An ICS biography

Eugene Friesen

Eugene Friesen is at the forefront of a new generation of musicians versed in classical, popular and world music. A graduate of the Yale School of Music, his music and original style on the cello and electric cello continue to break new ground. He received a Grammy Award as a member of the Paul Winter Consort for the 1994 album Spanish Angel, and has worked with such diverse artists as Dave Brubeck, Toots Thielemans, Betty Buckley, Anthony Davis and Will Ackerman.

Mr. Friesen’s gift for the responsive flow of improvisatory music has been featured in concerts all over the world with the Paul Winter Consort, the Trio Globo, which he founded in 1992 with Howard Levy and Glen Velez, and in concerts with poets Yevgeny Yevtushenko and Coleman Barks. He has performed as a soloist at the International Cello Festival in Manchester, England; Recontres d’Ensembles de Violoncelles in Beauvais, France; and at the First World Cello Congress in College Park, Maryland.
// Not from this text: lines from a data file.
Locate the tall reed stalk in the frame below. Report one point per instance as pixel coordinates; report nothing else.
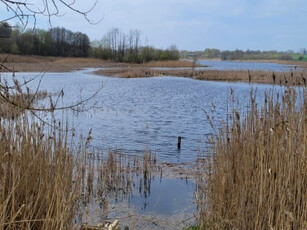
(39, 176)
(257, 176)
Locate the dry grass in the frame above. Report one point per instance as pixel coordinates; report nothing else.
(281, 78)
(21, 63)
(172, 64)
(39, 177)
(257, 177)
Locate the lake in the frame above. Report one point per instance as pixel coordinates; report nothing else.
(131, 115)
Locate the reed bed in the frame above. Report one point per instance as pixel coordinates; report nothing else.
(256, 177)
(172, 64)
(298, 77)
(39, 176)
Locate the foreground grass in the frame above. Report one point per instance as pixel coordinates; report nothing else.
(257, 177)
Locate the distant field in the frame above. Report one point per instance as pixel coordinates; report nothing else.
(296, 57)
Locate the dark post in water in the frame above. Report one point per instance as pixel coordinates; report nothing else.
(179, 142)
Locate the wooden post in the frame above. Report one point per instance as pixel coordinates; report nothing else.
(179, 142)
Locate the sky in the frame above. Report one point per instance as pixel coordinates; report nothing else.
(193, 24)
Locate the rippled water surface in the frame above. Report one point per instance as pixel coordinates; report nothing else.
(131, 115)
(134, 114)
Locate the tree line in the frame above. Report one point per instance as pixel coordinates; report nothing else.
(115, 45)
(245, 55)
(54, 42)
(122, 47)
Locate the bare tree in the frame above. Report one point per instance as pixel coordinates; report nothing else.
(25, 10)
(14, 95)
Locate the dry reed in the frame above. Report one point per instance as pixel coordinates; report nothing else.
(257, 175)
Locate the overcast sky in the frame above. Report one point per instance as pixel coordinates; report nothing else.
(197, 24)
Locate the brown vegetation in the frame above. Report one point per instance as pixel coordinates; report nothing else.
(257, 175)
(282, 78)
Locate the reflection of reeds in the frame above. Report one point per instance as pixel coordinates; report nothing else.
(282, 78)
(257, 176)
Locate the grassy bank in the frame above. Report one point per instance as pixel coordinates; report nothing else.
(257, 176)
(21, 63)
(281, 78)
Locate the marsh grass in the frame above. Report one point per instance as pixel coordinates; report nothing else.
(290, 78)
(256, 177)
(39, 176)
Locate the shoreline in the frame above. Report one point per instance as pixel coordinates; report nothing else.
(181, 68)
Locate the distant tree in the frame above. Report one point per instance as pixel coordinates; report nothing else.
(5, 34)
(25, 11)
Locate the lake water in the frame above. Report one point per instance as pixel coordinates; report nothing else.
(131, 115)
(239, 65)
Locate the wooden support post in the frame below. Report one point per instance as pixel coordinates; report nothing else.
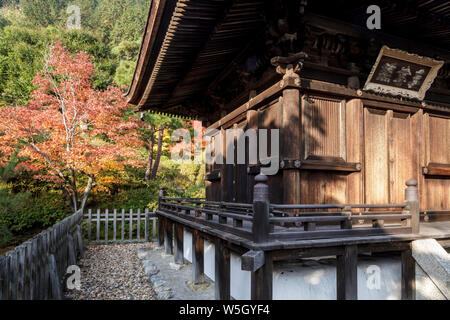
(161, 220)
(80, 242)
(12, 275)
(20, 272)
(98, 224)
(153, 229)
(106, 225)
(413, 205)
(290, 135)
(4, 292)
(54, 279)
(346, 274)
(408, 275)
(261, 226)
(28, 273)
(139, 224)
(146, 225)
(115, 225)
(122, 236)
(71, 250)
(222, 270)
(197, 257)
(262, 280)
(130, 221)
(161, 228)
(168, 236)
(35, 276)
(89, 224)
(179, 252)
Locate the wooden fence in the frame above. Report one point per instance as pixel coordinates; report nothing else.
(120, 226)
(35, 269)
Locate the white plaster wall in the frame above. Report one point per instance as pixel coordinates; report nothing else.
(240, 280)
(187, 245)
(426, 289)
(208, 259)
(378, 279)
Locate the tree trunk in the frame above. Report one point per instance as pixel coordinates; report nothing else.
(149, 160)
(158, 153)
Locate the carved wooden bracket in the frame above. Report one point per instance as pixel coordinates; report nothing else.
(289, 66)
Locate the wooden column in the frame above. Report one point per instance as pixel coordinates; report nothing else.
(412, 201)
(222, 270)
(168, 236)
(262, 280)
(179, 252)
(197, 257)
(260, 226)
(161, 227)
(408, 275)
(346, 274)
(290, 136)
(261, 276)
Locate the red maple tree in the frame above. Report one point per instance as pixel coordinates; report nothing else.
(71, 133)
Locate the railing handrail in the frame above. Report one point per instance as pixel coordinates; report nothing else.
(268, 222)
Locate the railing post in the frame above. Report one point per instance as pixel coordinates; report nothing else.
(160, 219)
(261, 278)
(412, 202)
(261, 227)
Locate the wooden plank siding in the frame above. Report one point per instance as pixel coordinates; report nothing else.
(350, 150)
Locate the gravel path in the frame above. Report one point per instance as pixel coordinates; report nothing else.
(112, 272)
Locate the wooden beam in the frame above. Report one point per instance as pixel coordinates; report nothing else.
(222, 270)
(346, 274)
(252, 260)
(408, 275)
(262, 281)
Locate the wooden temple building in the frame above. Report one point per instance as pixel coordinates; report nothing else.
(349, 137)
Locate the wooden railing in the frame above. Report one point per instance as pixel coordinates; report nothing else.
(120, 226)
(265, 222)
(35, 269)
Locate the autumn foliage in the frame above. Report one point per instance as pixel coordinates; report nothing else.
(71, 134)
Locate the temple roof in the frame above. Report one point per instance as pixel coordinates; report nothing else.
(189, 44)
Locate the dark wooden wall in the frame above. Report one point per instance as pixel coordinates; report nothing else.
(352, 151)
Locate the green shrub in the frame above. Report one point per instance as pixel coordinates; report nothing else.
(21, 211)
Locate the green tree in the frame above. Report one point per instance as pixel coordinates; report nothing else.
(44, 12)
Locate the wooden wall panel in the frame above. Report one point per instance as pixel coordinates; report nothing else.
(324, 128)
(400, 155)
(323, 187)
(355, 139)
(376, 156)
(436, 189)
(439, 142)
(269, 118)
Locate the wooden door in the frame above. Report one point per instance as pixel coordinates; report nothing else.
(388, 155)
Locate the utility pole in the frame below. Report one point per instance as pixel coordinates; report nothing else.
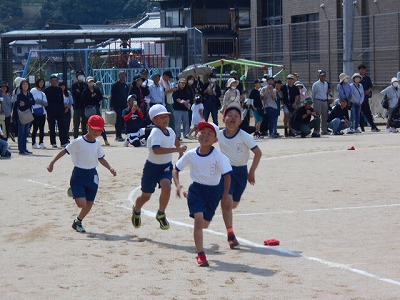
(348, 33)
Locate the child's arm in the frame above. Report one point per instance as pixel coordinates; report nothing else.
(175, 175)
(251, 177)
(105, 164)
(58, 156)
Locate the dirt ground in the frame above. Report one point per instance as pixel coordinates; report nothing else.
(336, 213)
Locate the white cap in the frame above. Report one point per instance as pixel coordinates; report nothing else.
(156, 110)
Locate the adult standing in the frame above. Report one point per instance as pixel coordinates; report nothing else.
(212, 93)
(92, 96)
(366, 82)
(25, 101)
(55, 112)
(290, 99)
(392, 93)
(119, 93)
(168, 90)
(320, 90)
(39, 113)
(181, 99)
(357, 98)
(79, 109)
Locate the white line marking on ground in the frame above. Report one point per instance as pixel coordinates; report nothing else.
(243, 241)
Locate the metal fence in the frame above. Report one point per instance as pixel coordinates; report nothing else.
(305, 48)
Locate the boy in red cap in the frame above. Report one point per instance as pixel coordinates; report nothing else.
(207, 165)
(86, 152)
(236, 144)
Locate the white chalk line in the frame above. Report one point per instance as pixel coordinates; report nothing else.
(244, 241)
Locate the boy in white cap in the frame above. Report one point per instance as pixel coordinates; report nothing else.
(86, 152)
(207, 165)
(162, 142)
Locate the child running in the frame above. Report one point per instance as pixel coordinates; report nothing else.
(86, 152)
(207, 165)
(162, 142)
(236, 145)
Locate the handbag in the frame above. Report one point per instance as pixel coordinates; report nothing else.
(90, 110)
(25, 116)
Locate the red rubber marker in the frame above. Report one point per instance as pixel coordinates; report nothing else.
(272, 242)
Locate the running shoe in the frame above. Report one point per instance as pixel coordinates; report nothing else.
(162, 219)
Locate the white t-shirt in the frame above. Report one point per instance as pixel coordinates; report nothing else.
(205, 169)
(157, 138)
(85, 154)
(196, 117)
(237, 148)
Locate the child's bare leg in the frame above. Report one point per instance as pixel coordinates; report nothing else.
(165, 194)
(198, 231)
(85, 207)
(141, 200)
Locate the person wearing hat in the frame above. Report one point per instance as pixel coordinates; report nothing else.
(392, 93)
(162, 143)
(338, 118)
(357, 98)
(290, 99)
(366, 82)
(212, 93)
(6, 110)
(207, 165)
(231, 94)
(156, 90)
(233, 74)
(258, 108)
(92, 97)
(301, 120)
(79, 118)
(86, 152)
(119, 93)
(55, 112)
(320, 91)
(236, 145)
(181, 106)
(135, 123)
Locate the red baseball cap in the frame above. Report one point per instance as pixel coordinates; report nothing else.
(96, 122)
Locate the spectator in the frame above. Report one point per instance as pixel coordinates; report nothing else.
(357, 98)
(181, 108)
(169, 89)
(68, 101)
(392, 93)
(301, 120)
(320, 90)
(366, 82)
(119, 93)
(212, 93)
(135, 122)
(290, 99)
(156, 90)
(79, 109)
(39, 113)
(25, 102)
(55, 112)
(338, 118)
(92, 96)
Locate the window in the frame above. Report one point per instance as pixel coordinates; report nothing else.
(305, 37)
(173, 18)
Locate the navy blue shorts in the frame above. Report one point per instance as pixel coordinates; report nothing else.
(203, 198)
(153, 174)
(238, 182)
(84, 183)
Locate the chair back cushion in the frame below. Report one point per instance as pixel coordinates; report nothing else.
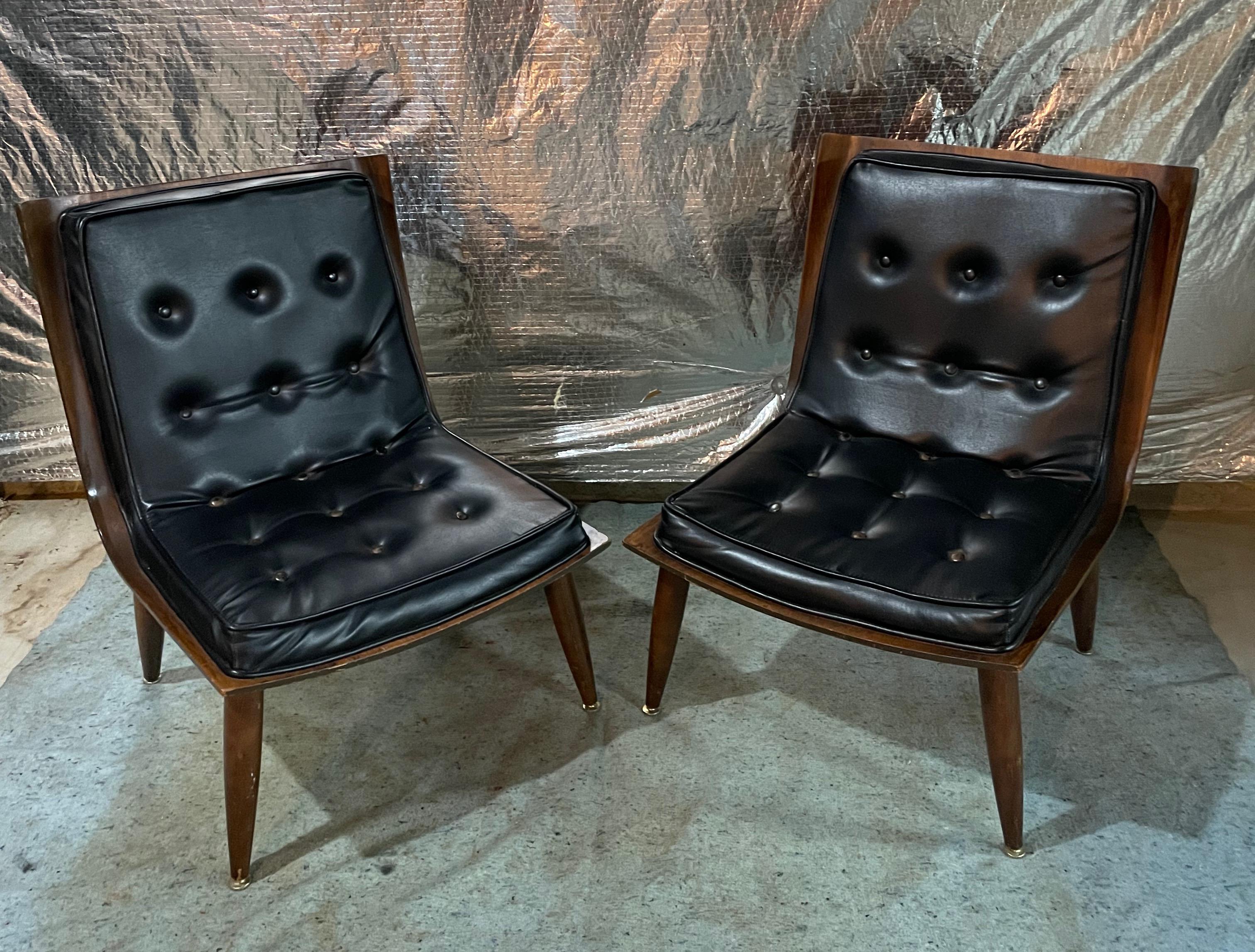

His compositional credits include three albums of original music: New Friend, Arms Around You, and The Song of Rivers; Grasslands, a symphony premiered on the Kansas prairie in 1997; Earth Requiem: Stories of Hope, an oratorio first performed in 1991; The Brementown Musicians with Bob Hoskins for Rabbit Ears Productions in 1992; Sabbaths, settings of poems by Wendell Berry, premiered in Vermont in 1999; and numerous scores for documentary films.

Mr. Friesen is the 1999 recipient of a Continental Harmony grant to compose a symphonic setting of Carl Sandburg’s Prairie, which will be premiered this June at PrairieFest in Kansas. CelloMan, his one-man show for young audiences, features a wide variety of music on solo cello: classical, jazz, blues and rock. Created in collaboration with maskmaker/director Robert Faust, CelloMan has been performed widely in the USA. The CelloMan video was released in 1999.

Mr. Friesen is on the faculty of the Berklee College of Music in Boston.